Le quote massime per gli esemplari ritenuti pericolosi vanno da 1-2 in Alto Adige a 13-22 in Toscana
 |  Natura e biodiversità

A fronte di circa 3.300 lupi presenti in Italia (in base al censimento Ispra completato nel 2021), nel 2025 le Regioni e le Province autonome potranno chiedere abbattimenti in deroga nel caso di esemplari confidenti, pericolosi o dopo attacchi ripetuti ad aziende zootecniche, fino a un massimo di 160 lupi.

È quanto emerso ieri dai nuovi protocolli tecnici illustrati dall’Istituto superiore per la protezione e la ricerca ambientale (Ispra) alle amministrazioni regionali, come spiega sulle colonne de Il Dolomiti Mauro Fattor, docente al master Fauna e Human Dimension dell'Università dell'Insubria e membro dell'associazione teriologica italiana.

«Per la prima volta – sottolinea Fattor – si stabilisce una quota massima di prelievi suddivisa su base regionale, provinciale per Trento e Bolzano, in base ai dati del censimento nazionale del 2021, che stimava la presenza in Italia di circa 3.300 lupi.
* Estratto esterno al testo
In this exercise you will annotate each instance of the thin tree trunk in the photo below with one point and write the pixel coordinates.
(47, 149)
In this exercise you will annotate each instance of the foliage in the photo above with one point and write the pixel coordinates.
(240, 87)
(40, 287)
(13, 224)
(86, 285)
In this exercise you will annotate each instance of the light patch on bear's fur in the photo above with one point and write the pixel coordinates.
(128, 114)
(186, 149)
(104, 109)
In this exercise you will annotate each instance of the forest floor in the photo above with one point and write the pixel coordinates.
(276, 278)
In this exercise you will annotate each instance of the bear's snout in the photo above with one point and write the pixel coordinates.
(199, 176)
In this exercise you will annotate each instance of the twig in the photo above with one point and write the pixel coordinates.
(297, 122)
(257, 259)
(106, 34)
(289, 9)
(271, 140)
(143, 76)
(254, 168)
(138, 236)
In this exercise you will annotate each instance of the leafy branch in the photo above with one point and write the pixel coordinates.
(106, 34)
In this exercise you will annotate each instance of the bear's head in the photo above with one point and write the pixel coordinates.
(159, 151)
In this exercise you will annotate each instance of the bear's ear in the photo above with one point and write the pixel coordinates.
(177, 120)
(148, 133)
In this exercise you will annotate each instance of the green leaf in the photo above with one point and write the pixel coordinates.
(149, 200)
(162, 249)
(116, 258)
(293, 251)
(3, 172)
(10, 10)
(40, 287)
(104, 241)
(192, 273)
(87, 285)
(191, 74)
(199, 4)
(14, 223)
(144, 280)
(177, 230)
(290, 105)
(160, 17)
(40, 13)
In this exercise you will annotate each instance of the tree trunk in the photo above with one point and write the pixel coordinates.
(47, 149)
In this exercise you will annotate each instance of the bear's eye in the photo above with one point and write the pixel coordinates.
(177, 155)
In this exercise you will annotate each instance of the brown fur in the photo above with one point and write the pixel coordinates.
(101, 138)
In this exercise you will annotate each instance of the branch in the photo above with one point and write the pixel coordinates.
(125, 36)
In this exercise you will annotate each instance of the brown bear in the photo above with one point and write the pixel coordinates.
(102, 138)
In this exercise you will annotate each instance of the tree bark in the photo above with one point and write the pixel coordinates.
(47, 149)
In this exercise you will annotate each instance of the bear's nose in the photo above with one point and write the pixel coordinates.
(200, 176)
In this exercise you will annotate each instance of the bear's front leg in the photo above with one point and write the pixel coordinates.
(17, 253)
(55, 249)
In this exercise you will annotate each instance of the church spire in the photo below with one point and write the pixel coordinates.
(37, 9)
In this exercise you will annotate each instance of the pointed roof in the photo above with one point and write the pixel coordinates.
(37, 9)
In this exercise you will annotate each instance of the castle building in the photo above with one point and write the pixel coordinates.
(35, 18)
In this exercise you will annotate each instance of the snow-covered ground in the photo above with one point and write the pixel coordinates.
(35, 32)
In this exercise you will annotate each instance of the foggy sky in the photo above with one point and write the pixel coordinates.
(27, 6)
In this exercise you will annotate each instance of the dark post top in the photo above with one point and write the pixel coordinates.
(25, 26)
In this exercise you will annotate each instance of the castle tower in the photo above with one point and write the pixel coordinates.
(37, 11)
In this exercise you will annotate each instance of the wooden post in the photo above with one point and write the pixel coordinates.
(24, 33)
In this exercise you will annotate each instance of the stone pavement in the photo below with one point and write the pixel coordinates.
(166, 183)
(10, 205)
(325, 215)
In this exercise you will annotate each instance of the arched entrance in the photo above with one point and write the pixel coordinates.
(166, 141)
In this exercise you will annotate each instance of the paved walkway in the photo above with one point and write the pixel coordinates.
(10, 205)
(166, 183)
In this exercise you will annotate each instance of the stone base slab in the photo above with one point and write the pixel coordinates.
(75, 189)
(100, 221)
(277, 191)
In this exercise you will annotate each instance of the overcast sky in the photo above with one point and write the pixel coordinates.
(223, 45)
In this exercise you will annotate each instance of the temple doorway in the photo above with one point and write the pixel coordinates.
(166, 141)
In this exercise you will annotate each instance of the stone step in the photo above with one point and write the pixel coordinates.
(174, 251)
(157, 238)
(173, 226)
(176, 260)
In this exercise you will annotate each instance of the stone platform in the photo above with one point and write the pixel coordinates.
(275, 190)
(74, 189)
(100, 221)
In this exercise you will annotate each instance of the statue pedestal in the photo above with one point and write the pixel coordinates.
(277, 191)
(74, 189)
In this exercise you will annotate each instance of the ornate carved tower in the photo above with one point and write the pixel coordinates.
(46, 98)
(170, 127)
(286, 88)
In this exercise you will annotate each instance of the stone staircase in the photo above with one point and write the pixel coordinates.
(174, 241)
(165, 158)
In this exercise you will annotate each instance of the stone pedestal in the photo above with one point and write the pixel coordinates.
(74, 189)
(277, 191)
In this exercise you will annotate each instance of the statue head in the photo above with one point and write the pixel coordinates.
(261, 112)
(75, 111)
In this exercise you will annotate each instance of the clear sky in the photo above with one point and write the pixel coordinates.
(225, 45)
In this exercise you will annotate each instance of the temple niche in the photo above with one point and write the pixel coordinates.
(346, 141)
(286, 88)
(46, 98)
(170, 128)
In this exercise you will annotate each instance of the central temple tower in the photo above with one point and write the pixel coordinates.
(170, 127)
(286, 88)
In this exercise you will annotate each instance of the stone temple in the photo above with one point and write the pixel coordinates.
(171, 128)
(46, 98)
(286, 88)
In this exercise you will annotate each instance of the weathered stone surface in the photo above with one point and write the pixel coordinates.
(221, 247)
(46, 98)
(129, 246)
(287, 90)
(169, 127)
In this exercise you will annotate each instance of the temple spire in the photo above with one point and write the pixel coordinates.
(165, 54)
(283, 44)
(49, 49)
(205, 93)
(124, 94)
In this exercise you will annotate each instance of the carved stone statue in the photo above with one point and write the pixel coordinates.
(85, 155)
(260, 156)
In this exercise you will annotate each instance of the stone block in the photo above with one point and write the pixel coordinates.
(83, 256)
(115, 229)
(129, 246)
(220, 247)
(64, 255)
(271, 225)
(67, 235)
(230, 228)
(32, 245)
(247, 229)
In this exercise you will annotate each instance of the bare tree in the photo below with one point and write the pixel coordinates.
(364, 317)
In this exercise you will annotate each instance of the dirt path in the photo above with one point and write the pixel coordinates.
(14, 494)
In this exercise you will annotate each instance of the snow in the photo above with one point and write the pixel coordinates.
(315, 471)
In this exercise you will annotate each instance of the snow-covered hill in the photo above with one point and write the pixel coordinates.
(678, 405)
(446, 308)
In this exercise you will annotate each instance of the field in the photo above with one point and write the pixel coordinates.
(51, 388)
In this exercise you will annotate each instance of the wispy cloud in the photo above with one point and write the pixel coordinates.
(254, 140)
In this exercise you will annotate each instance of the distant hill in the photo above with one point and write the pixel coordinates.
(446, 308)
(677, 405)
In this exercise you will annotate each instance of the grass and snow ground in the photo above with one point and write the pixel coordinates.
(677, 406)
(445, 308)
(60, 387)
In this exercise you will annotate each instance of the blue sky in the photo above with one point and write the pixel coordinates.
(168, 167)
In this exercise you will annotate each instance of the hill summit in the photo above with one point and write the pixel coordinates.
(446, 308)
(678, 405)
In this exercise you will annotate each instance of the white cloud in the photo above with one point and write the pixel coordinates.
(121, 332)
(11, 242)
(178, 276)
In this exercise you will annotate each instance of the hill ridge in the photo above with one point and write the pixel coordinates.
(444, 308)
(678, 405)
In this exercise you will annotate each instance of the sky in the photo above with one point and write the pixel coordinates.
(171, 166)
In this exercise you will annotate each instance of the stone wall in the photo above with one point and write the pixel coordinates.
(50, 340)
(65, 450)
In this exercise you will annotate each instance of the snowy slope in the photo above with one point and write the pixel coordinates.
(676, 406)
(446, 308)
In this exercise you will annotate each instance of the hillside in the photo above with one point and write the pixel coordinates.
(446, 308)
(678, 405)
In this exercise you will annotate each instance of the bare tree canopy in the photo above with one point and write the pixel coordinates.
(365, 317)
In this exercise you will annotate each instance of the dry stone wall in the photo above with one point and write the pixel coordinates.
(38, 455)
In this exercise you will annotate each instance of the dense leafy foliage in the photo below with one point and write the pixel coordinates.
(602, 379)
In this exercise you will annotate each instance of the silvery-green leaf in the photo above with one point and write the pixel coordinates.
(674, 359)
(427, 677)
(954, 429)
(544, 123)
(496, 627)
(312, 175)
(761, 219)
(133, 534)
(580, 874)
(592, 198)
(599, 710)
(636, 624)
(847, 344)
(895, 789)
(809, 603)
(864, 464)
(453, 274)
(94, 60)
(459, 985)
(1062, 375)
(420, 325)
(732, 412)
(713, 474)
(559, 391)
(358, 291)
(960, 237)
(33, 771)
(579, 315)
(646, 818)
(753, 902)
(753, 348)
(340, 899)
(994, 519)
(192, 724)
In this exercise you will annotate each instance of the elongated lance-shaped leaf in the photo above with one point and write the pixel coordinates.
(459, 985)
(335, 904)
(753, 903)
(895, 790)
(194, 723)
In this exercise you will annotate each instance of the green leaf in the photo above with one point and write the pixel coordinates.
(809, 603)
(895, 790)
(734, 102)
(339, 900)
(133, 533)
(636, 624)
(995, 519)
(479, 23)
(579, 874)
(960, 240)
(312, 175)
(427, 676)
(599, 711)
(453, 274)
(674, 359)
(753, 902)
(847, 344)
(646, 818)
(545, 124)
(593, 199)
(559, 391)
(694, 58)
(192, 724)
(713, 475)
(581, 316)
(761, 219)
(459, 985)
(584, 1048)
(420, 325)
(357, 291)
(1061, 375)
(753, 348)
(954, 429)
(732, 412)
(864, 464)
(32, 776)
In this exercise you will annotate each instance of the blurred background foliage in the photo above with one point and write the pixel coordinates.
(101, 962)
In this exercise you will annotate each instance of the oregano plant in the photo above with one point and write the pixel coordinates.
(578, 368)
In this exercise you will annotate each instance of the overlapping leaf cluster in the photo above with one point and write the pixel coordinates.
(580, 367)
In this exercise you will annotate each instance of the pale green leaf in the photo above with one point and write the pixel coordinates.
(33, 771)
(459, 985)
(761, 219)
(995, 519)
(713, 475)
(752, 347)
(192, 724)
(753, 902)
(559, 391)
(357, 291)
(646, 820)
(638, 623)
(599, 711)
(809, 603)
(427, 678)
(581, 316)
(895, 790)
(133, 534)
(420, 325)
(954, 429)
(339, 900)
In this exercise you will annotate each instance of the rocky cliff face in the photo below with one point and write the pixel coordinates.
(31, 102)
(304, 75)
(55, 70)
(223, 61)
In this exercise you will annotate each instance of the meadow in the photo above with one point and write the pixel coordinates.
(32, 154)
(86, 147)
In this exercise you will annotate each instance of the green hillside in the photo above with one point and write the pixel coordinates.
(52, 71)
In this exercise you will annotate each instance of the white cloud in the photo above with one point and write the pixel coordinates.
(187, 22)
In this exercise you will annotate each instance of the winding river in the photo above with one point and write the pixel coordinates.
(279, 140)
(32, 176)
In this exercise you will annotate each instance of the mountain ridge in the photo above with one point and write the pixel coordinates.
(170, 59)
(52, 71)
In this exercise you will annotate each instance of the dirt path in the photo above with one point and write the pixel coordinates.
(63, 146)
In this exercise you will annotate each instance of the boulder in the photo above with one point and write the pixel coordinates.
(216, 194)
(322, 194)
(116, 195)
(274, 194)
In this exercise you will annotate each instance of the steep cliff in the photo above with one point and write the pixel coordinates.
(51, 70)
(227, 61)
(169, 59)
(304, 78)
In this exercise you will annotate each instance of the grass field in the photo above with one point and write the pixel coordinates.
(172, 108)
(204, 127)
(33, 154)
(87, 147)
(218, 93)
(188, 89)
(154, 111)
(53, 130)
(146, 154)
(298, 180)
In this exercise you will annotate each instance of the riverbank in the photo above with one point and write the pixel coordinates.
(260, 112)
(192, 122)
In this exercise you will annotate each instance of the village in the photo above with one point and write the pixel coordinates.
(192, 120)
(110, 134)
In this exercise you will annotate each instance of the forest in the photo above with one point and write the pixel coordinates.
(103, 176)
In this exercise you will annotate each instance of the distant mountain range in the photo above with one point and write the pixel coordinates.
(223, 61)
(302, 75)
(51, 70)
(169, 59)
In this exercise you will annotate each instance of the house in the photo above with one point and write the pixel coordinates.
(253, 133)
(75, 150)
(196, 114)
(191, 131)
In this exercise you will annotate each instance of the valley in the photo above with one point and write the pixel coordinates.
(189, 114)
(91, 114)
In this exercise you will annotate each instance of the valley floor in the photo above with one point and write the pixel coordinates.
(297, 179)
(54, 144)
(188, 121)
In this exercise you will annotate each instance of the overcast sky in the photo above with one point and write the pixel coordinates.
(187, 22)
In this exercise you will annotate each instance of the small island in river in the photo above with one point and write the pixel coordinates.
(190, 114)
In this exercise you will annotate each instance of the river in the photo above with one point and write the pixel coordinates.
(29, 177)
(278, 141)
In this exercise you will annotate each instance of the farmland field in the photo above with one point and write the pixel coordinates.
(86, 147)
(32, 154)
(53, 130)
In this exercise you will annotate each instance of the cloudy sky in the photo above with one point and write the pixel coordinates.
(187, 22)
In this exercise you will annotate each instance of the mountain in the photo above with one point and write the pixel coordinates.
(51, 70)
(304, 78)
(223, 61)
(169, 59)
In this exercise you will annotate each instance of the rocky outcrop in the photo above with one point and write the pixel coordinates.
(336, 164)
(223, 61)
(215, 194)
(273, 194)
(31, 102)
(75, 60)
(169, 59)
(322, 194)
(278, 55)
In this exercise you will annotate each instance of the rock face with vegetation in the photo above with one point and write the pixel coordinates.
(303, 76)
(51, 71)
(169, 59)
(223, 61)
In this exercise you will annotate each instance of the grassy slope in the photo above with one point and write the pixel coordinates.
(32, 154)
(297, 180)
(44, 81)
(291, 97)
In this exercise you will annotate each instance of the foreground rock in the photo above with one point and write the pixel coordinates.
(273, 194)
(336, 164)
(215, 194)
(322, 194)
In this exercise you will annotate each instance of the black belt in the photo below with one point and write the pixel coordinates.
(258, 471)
La quota ammessa di prelievi in deroga è tra il 3 e il 5%, dunque tra 100 e 160 lupi, una quota estremamente prudenziale, con le relative quote locali in base alle effettive consistenze territoriali. Tanto per essere chiari: il Trentino nel 2025 potrà prelevare 3-5 esemplari, l’Alto Adige 1-2, il Piemonte 10-17, l’Emilia-Romagna 9-15, la Toscana 13-22 e via dicendo. Tutto ciò da subito, anche se il Piano d’azione nazionale, fermo dal 2015, non è ancora stato approvato. L’altra notizia è che si cercherà di rimetterlo in pista al più presto e di sottoporlo in tempi relativamente rapidi alla Conferenza Stato-Regioni».

In Italia il lupo, all’inizio degli anni ’70, era sull’orlo dell’estinzione: ne rimaneva una piccola popolazione residua in Italia centro-meridionale, e venne dunque approvata una tutela integrale della specie, che da allora è tornata in modo naturale a popolare lo Stivale, contribuendo peraltro a contenere la presenza di ungulati. Da allora, la decisione presa ieri rappresenta la prima pianificazione a priori di una quota abbattimenti ritenuta sostenibile, con lo scopo di contenere abbattimenti incontrollati da parte delle amministrazioni regionali e provinciali.

«Non è apertura della caccia, non è l’abbandono di una politica rigorosa di tutela della specie – argomenta Fattor – Su questo punto Ispra è stata estremamente chiara, qualunque cosa accada in Europa con la procedura di abbassamento dello status di protezione, l’obbligo per gli Stati è e sarà sempre quello di mantenere uno stato favorevole di conservazione della specie e il controllo spetta ad Ispra e al ministero per l’Ambiente. Questo obbliga un po’ tutti a mettersi con decisione o a rafforzare le politiche di prevenzione e costituisce un primo passo importante, anche e soprattutto a livello di messaggio politico, per cercare di ragionare in modo intelligente e costruttivo su quello che potrebbe accadere di qui a un anno quando, verosimilmente, il nuovo status di protezione passerà a livello europeo».

A inizio dicembre la Convenzione sulla conservazione della vita selvatica e degli habitat naturali in Europa (ovvero la Convenzione di Berna) ha infatti votato a favore dell’abbassamento dello status di protezione del lupo, avviando l’iter per il declassamento del lupo da "specie di fauna rigorosamente protetta" a semplice "specie di fauna protetta". Ma presto la Corte di giustizia dell’Ue potrebbe imporre una marcia indietro, perché cinque associazioni animaliste hanno presentato ricorso.

Green impact (Italia), Earth (Italia), Nagy Tavak (Ungheria), Lndc animal protection (Italia), One Voice (Strasbourg, Francia), grazie anche alla donazione della Gallifrey Foundation, hanno annunciato proprio oggi l’avvio dell’iter per il ricorso al Tribunale generale dell'Unione europea, motivandolo con la mancanza di supporto scientifico al declassamento del lupo: mancanza che è già stata evidenziata dalla Large carnivore initiative for Europe della Iucn e da centinaia di scienziati, oltre ad essere rimarcata in un rapporto finanziato proprio dalla Commissione Ue nel 2023 e pubblicato lo scorso mese dall'Istituto norvegese per la ricerca sulla natura (Nina).